В больницу к Малинке каждый день кто-нибудь наве­дывался, либо товарищи по службе, либо студентки из того самого рыбного института. Со стороны все эти визи­ты выглядели хорошо, человека в беде не забывали, забо­тились о нем, но персоналу посетители доставляли немало хлопот. Студентки вели себя скромно и тихо, их появле­ние не вызывало столько шума, как появление солдат. Эти же приезжали с грохотом машин, ставили свои само­свалы под самыми окнами, ни пройти, ни проехать, и лезли скопом в вестибюль. Юные санитарки не сразу впускали их, довольно долго и не без удовольствия пререкались с ними. На всю ораву выделяли по два халата, солдаты надевали их поочередно, забегали на пару минут к Ма­линке, как будто долг свой солдатский отдать, постоять минуту-другую на посту возле его больничной койки, вы­бегали, на ходу стягивая халаты, чтобы передать другим.

Ясно, что после таких свиданий халаты тут же отправля­лись в стирку.

Кроме довольно однообразных новостей, посетители ничего интересного не приносили.
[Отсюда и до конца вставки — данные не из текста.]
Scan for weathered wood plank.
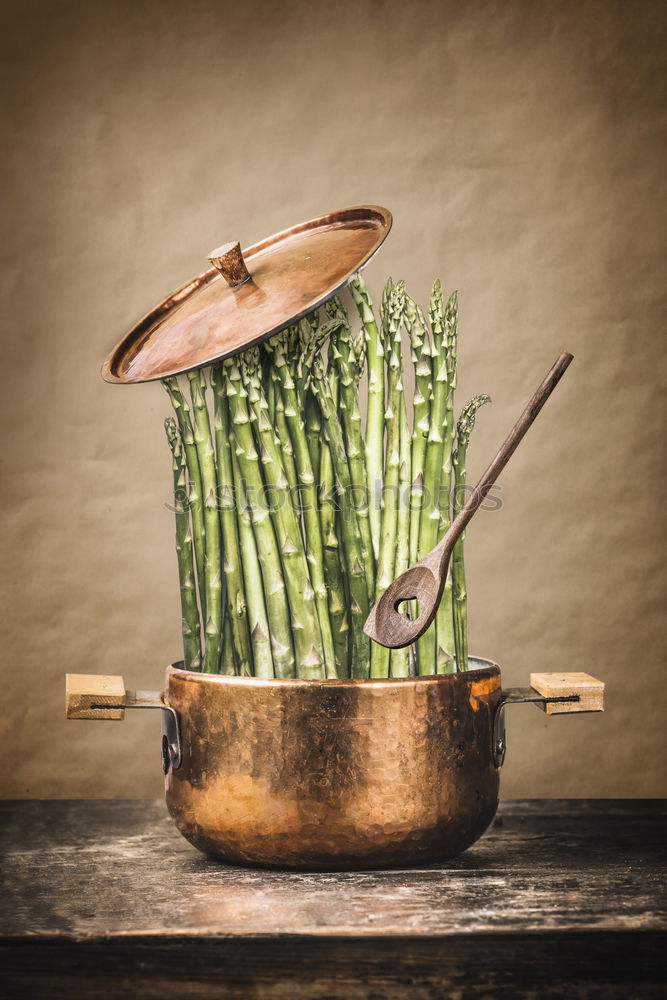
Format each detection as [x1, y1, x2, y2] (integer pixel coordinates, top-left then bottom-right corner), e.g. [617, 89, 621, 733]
[0, 932, 667, 1000]
[0, 800, 667, 1000]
Но они все- таки отвлекали от мрачных мыслей, а мысли такие приходили, и довольно часто, что поделаешь. Молодой солдат, здоровый, как оказалось, не трусливого десятка, а вот временами как накатит-накатит... Он часто представлял себя малень­ким и беззащитным, думал много о матери, думал и о том, что вот умрет тут, и неизвестно, где его похоронят: прямо здесь, в степи, или повезут домой, в родную Алма-Ату? Страх смерти навещал его часто — оттого, что временами сдавало сердце, как объяснил Малинке врач. Он не чувст­вовал своего сердца, он вообще ничего не чувствовал, кро­ме невыносимой боли, особенно в первые дни. Вот тогда он и думал о смерти, только она и способна была спасти его от боли, ничто другое, никакие уколы не спасали.
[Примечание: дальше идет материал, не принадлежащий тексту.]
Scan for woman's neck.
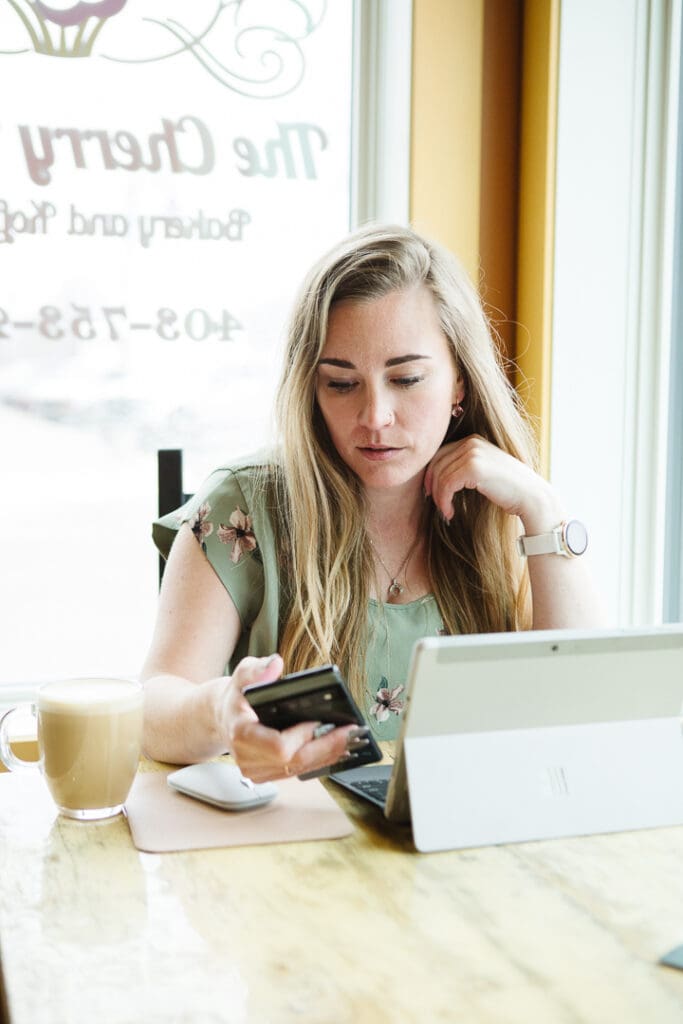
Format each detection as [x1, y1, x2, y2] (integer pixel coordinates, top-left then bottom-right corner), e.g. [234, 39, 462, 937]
[367, 477, 425, 539]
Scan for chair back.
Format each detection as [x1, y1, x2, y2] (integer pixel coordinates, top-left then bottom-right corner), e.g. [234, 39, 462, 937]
[157, 449, 193, 587]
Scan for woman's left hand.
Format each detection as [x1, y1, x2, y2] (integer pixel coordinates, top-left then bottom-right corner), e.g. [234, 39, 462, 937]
[424, 434, 561, 521]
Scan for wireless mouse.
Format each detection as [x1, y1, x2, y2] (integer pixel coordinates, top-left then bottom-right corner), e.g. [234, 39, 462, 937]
[166, 761, 278, 811]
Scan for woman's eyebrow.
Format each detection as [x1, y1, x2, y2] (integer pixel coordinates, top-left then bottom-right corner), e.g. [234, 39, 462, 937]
[317, 352, 431, 370]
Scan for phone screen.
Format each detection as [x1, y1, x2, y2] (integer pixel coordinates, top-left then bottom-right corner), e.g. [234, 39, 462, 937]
[245, 665, 382, 778]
Но когда отходила боль, развеивалась тоска, ему ста­новилось стыдно за минуты слабости, мысли о смерти, и само это слово казалось те­перь отвратительным, унизительным, недостойным солдата, причем бесстрашного, он не побоялся взять огонь на себя... В этом его убедили друзья, об этом знали студентки и смотрели на него, как на героя, об этом знала вся больни­ца и наверняка весь поселок. Такое на целине не забыва­ется.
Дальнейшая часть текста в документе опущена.